Mr. Bridges stands here in the back row of his pupils at Shady Grove School, three miles southwest of Sparta, Mo. After the year 1950-51, the school was closed and the pupils transported to the consolidated school in Sparta. Percy Bridges taught at this school seven terms.

My day began early, about four in the morning, when I arose and did my farm chores by lantern light. After a full day, sitting by coal oil lamp light at the kitchen table, I corrected the pupils' written work and pored over high school subjects I was taking by correspondence from the American School of Chicago. Eventually, when State law required all teachers to have high school training, I had my diploma. In later years I took courses at Drury College and Southwest Missouri State in Springfield so that I might continue to teach in the centralized school, which resulted from consolidation and replaced all country schools of the Glendale type.
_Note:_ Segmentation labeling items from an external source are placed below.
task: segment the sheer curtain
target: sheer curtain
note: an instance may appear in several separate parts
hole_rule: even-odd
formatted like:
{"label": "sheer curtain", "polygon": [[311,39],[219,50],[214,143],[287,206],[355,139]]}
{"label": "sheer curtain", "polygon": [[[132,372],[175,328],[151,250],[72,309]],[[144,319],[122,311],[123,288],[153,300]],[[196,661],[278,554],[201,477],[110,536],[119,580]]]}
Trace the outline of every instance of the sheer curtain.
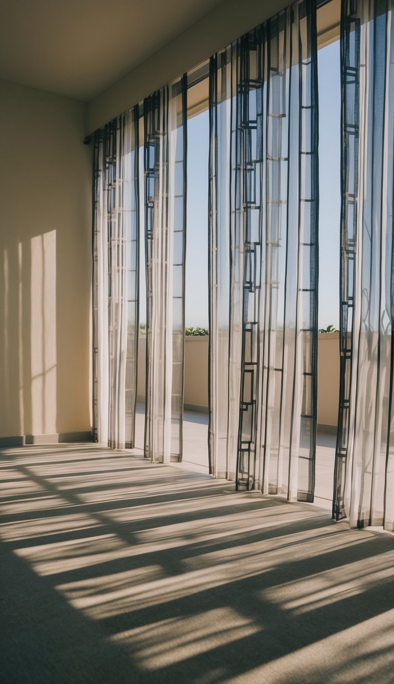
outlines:
{"label": "sheer curtain", "polygon": [[146,255],[145,456],[182,460],[187,77],[144,102]]}
{"label": "sheer curtain", "polygon": [[394,529],[394,15],[343,1],[340,406],[333,516]]}
{"label": "sheer curtain", "polygon": [[93,437],[115,449],[134,446],[138,144],[137,107],[95,133]]}
{"label": "sheer curtain", "polygon": [[295,3],[211,58],[209,115],[211,472],[311,501],[315,3]]}

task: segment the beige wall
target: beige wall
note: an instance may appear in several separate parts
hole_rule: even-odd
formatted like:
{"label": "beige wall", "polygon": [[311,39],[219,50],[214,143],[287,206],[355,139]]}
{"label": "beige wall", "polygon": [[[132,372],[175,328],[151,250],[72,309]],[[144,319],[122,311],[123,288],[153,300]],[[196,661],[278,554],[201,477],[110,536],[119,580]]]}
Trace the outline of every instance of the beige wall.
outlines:
{"label": "beige wall", "polygon": [[[337,425],[339,393],[339,334],[319,335],[317,422]],[[145,396],[145,338],[140,338],[138,395]],[[185,404],[208,406],[208,337],[186,337],[185,347]]]}
{"label": "beige wall", "polygon": [[0,437],[90,429],[86,116],[0,81]]}
{"label": "beige wall", "polygon": [[339,334],[321,332],[317,356],[317,422],[337,425],[339,400]]}
{"label": "beige wall", "polygon": [[[208,337],[186,337],[185,344],[185,404],[206,410],[208,406]],[[145,397],[145,337],[138,341],[137,393]]]}

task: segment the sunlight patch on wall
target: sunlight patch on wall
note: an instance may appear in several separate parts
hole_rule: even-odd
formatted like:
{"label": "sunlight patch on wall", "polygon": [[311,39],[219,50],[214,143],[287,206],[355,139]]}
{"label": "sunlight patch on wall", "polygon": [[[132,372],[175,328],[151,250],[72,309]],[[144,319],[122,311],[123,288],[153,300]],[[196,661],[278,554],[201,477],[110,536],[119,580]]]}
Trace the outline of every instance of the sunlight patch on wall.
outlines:
{"label": "sunlight patch on wall", "polygon": [[31,243],[32,433],[56,432],[56,231]]}

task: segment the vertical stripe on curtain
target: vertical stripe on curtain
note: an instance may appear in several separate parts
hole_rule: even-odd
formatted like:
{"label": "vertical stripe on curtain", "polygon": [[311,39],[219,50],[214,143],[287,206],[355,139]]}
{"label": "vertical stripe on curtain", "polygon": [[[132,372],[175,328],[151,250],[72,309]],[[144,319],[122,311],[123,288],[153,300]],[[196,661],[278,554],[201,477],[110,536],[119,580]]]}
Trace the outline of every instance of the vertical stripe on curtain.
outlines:
{"label": "vertical stripe on curtain", "polygon": [[146,254],[145,456],[182,460],[187,77],[144,101]]}
{"label": "vertical stripe on curtain", "polygon": [[97,131],[94,154],[93,436],[134,446],[138,344],[138,108]]}
{"label": "vertical stripe on curtain", "polygon": [[333,517],[394,529],[394,14],[342,3],[341,383]]}
{"label": "vertical stripe on curtain", "polygon": [[316,10],[300,0],[211,60],[210,469],[313,499]]}

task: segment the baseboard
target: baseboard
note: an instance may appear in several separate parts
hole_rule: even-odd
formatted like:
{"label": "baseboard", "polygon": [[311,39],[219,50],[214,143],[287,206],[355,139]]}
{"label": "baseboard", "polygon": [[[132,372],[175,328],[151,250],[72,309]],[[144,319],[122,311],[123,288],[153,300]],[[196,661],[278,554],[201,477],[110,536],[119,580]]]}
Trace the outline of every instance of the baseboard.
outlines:
{"label": "baseboard", "polygon": [[73,442],[91,442],[92,432],[56,432],[53,434],[23,434],[0,437],[0,449],[26,447],[40,444],[67,444]]}
{"label": "baseboard", "polygon": [[324,423],[317,423],[317,432],[326,432],[328,434],[337,434],[338,428],[337,425],[325,425]]}

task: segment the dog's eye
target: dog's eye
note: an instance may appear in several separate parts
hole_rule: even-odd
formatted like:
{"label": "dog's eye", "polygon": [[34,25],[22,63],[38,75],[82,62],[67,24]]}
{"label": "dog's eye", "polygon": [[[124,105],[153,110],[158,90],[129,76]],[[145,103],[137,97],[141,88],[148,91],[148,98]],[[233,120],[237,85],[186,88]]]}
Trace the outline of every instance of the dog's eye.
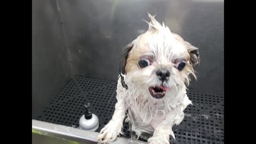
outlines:
{"label": "dog's eye", "polygon": [[179,69],[179,70],[181,70],[184,68],[185,66],[186,66],[186,63],[185,63],[184,62],[181,62],[178,65],[177,68],[178,68],[178,69]]}
{"label": "dog's eye", "polygon": [[150,65],[150,62],[148,59],[142,59],[139,61],[139,65],[141,68],[145,68]]}

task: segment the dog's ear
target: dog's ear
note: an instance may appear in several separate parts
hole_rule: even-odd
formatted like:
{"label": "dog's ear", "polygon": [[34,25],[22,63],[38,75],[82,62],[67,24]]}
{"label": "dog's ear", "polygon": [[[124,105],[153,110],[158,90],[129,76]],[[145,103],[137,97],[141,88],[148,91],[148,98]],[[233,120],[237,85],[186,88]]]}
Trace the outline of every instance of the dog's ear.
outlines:
{"label": "dog's ear", "polygon": [[189,42],[185,41],[185,43],[190,55],[190,63],[193,66],[195,66],[200,62],[198,48],[193,46]]}
{"label": "dog's ear", "polygon": [[133,46],[133,43],[130,43],[124,48],[123,48],[123,51],[121,55],[120,63],[119,65],[119,73],[120,76],[121,77],[121,83],[123,87],[125,87],[126,89],[128,89],[128,86],[124,82],[123,75],[125,75],[125,66],[126,65],[126,60],[128,58],[128,55],[130,51],[132,50],[132,46]]}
In the twenty years before reorganization was completed I taught the eight elementary grades at Glendale, Oakwood, Tillman, Enterprise, Liberty, Fairview, and Shady Grove. My last fifteen years in the profession were spent chiefly at Sparta, with the final two at Chadwick. It was my good fortune in these later years to be assigned the fifth grade. These boys and girls aged 10-11 are in my opinion the prize all dedicated teachers hoped for. They are eager and they are coming out of their chrysalis of the early acted-upon years to be active individuals in their own right. They are learning to be civil and are curious to know; yet they have not as yet been transformed into the awkward, uncertain personalities they will perforce become when their sex has made its demands felt.

Although I have accumulated neither riches nor honors as a teacher I have no regrets. I have kept close to my roots in the soil and rocks and friendly people of my native hills, and have perhaps touched the inner core that all boys and girls have for good. I did not have to share that experience common to so many in our day: of going off among strangers to make my way, only to return in my age and find my people strangers. In some small ways, particularly in the upright and useful lives of my former students, I can see a reflection of my influence. It is a sufficient reward.